Voor je denkt dat dit een ingetogen en contemplatieve plaat is geworden: dat nu ook weer niet. Clark doet beroep op Sounwave, beatleverancier van Kendrick Lamar, en een koperen bijdrage van Kamasi Washington, bijna een must als je met je tijd mee wil tegenwoordig. Ex-lief Delevigne duikt zelfs hier en daar in de backings op. De gitaar wordt grotendeels naar de achtergrond gewezen en maakt plaats voor synths en drumcomputers. Dat resulteert in het tegen Prince schurkende “Savior” of “Sugarboy”: het “I Feel Love” (Donna Summer) van deze plaat.
Het valt ook niet te ontkennen dat Clark gewoon een steeds betere songmaker aan het worden is. Het vraagt een gezonde dosis organisatietalent om alles wat uit haar hoofd komt — en dat is nogal wat — kundig te kanaliseren. “Pills” is vooral een tongue in cheek nummer over ons stijgende pillengebruik, maar “Hang On Me” is bijvoorbeeld nog altijd St. Vincent ten voeten uit, een heerlijk melodieus popnummer, ijl gezongen als een kanarie in de steenkoolmijn. Niemand die trouwens zo elegant op kopstem overschakelt.

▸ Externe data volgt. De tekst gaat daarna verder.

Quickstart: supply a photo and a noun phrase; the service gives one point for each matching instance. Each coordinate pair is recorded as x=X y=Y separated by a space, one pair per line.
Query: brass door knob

Nog meer contrasten? Het door beats vooruitgestuwde “Los Ageless” (inclusief woordspeling) en het lieflijk trage “Slow Disco”. Het is moeilijk om in één mindset te geraken met Masseduction. Maar laat die eigenzinnigheid net de kracht zijn van deze plaat. Hoe de sobere piano en pedal steel van “Happy Birthday, Johnny” een privé-eiland mag zijn tussen het theater van “Los Ageless” en “Savior”. Onvoorspelbaarheid als wapen, maar dat dit Masseduction een voorlopig nieuw hoogtepunt is, dat was dan wel weer te verwachten.